There will be those who argue that this issue is simply resolved by building more roads. No doubt there will be residential road building at scale in response to Labour’s plan to build 300,000 new homes a year which I discussed recently. The problem here is one of Parkinson’s Law: just as bureaucracy expands to fill the time available to it, so the number of cars on the road rises in tandem with the size of the road network. Professor Andrew Graves of the University of Bath, doubts that building more roads will halt the threat of congestion. “The more roads you build, the quicker you’ll fill them up”, he told the Daily Telegraph last week.

It would be paradoxical if a policy designed to save the planet resulted in concreting over more of our countryside

EV Sales Slow

Car dealers in the UK are reporting that electric cars are taking longer to sell than conventional internal combustion engine-powered cars. Unsold inventory is starting to stack up, which is why some EVs are now on offer at a discount. Global EV sales grew by 49 percent in the first half of this year – but that is well down from the 63 percent growth achieved last year. What’s more, the global figure is skewed by China, which is responsible for 55 percent of all EVs sold worldwide.

One reason why EVs are failing to impress the punters is that there are too few charging stations and too many charge-points are out of service, forcing people to drive elsewhere in a desperate search for power. The more EVs there are on the road, the more competition there is for charge points – hence reports of people having to queue for an hour or more to charge their car.

Also, the range of EVs is often less than advertised. The range of an EV tends to decline as the battery gets older, although reportedly manufacturers are working on this. EVs are still much more expensive than their petrol and diesel-powered analogues. Their second-hand value is difficult to assess as there is no deep second-hand market as exists for petrol and diesel cars. Their batteries last no more than 15 years and are expensive to replace.

Reading The Runes

It’s time to tell the truth about lithium-ion battery-powered electric cars. The manufacture of a lithium-ion battery-powered EV generates much greater carbon emissions than for a conventional car. And the safety issues associated with them have been underplayed.
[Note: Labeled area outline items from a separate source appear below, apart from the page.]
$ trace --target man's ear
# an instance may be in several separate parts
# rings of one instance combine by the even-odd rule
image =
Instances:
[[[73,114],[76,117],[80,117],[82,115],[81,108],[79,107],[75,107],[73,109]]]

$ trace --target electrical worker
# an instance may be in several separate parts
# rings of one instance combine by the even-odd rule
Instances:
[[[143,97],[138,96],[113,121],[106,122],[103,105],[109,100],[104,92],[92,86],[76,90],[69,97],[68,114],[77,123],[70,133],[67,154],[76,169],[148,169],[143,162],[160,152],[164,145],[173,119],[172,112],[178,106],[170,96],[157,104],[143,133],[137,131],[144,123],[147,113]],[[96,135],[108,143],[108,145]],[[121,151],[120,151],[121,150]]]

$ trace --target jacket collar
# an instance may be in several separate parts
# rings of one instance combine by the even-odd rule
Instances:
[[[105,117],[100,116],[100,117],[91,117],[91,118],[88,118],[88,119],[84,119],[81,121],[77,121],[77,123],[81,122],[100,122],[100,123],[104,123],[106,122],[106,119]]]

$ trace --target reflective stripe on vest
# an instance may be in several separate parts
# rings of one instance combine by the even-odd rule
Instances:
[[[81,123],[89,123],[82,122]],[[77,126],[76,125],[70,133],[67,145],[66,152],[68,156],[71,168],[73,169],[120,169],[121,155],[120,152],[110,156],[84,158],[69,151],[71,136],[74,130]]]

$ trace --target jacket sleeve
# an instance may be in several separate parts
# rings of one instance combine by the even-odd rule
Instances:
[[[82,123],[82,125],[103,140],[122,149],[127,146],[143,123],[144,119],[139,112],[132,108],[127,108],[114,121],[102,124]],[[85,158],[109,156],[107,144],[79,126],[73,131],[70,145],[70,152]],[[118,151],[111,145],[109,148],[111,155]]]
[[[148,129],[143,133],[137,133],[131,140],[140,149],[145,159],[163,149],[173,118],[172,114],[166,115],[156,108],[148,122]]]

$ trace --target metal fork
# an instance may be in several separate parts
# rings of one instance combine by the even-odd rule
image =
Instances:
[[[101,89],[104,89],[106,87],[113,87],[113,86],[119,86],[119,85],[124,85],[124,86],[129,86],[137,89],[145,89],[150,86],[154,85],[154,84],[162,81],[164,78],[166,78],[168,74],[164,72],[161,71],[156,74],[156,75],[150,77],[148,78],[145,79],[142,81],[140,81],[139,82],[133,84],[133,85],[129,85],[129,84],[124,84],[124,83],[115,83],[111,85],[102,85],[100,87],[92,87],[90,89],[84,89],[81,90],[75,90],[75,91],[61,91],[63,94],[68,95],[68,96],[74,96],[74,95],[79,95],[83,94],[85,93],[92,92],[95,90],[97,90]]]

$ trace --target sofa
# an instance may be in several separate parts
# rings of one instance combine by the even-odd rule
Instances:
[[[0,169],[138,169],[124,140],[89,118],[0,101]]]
The determination of governments in the EU and the UK to force automotive giants in the direction of one single fundamentally flawed technology, while proscribing any alternative internal combustion engine technologies, will come be seen as a huge mistake. If it had been left to the market we would have got to minimal carbon quicker. (Zero CO2 emissions is a chimera – you emit CO2 every time you exhale!).

It’s akin to the Locomotives Act of 1865 which compelled a man waving a red flag to walk in front of any horseless carriage. (Happily, that was repealed in 1896). It will saddle Europe and the UK with a massive competitive disadvantage, since no other continent is likely to embark on parallel policy.